Q: How long can I keep a bag of SlantShack Jerky?
A: We recommend consumption within one month, though we doubt it will last that long.
Q: How is jerky made?
A: We'd be insane to tell you...
Step 1: Thinly slice beef. Step 2: Marinate beef in Top Secret SSJ Marinades for a top secret amount of time. Step 3: Cook beef slices in top secret grade dehydrator oven (keep the oven vents closed and the temperature set to SECRET for the first SECRET hours, then open the vents, and continue to cook at SECRET degrees for another SUPER SECRET hours). Remove from oven, glaze (as desired), apply spice rub (as desired), and add additional toppings [as desired]. Jerky has never been so simple.
Q: What kind of beef do you use?
A: We offer two kinds of beef: grass-fed beef from Vermont Highland Cattle and simple USDA choice. We like to give our customers options, in case you couldn't tell.
Q: I have allergies.
A: Oh so you have allergies, do you? Well, you should be careful. Our jerky has SOY and WHEAT, and quite a few spices as well. Click here for a full list of ingredients found in our jerky.
Q: What exactly goes on in the SlantShack Experimental Laboratories?
A: One of the primary missions of SlantLabs is to discover bold, adventurous flavors, as well as coming up with innovative, alternative ways to use and/or eat jerky. It's run by our executive chef and her borderline schizophrenic lab assistant.
Q: First word that pops into your head?
A: Climax
Q: Yours or mine?
A: Mine (meaning yours)
Q: Haven’t I seen you guys somewhere?
A: Maybe you should just mind your own business...
Sorry about that.
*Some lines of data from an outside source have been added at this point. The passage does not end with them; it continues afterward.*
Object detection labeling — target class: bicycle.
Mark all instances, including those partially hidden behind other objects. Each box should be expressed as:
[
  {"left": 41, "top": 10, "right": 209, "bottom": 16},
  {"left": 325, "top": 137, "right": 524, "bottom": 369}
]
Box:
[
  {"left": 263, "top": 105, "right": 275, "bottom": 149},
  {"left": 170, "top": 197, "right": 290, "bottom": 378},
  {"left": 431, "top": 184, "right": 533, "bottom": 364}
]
You may have seen us at the Greenpoint Food Market in Brooklyn! WHAT UP JOANN!
Q: Will you go out with me?
A: One of us will definitely go out with you.
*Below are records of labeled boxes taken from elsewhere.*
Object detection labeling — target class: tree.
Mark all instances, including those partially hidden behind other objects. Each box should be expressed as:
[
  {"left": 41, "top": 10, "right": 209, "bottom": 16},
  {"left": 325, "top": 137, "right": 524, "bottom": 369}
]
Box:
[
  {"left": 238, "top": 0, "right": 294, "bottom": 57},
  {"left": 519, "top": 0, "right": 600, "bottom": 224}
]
Q: You guys seem like connoisseurs. Do you recommend pairing jerky with any other foods?
A: Yes. Our jerky can be used on a variety of ways. Try it on salads, on crackers with a nice cheese, with nuts and fruit,
Q: I ordered my jerky two weeks ago, and I’m starving. Where the hell is it?
A: Patience my pet. As each order is hand-crafted to your liking, it may some time. If you are truly concerned that your order has been forgotten or misplaced or eaten, please contact us at jerkme@slantshackjerky.com
Q: Will my girlfriend like jerky?
A: Everybody likes jerky. If she doesn't, we've got plenty of fine female customers we can hook you up with who aren't prude.
Q: Will my parents/grandparents like jerky?
A: This all depends on the state of their teeth/dentures. Jerky does require some chewing, and some elderly may be too haunted by their dentist’s orders to enjoy. Oh well, more for you!
Q: Who is Jerk McGurk?
A: Jerk McGurk is the patron saint of the SlantShack. He has ensured the relative structural integrity of the Shack for three years while its inhabitants perfected 21st century jerky.
Q: Who is Smokey Sanche?
A: Jerk McGurk's and SlantShack's greatest friend. He passed away in the summer of ’09.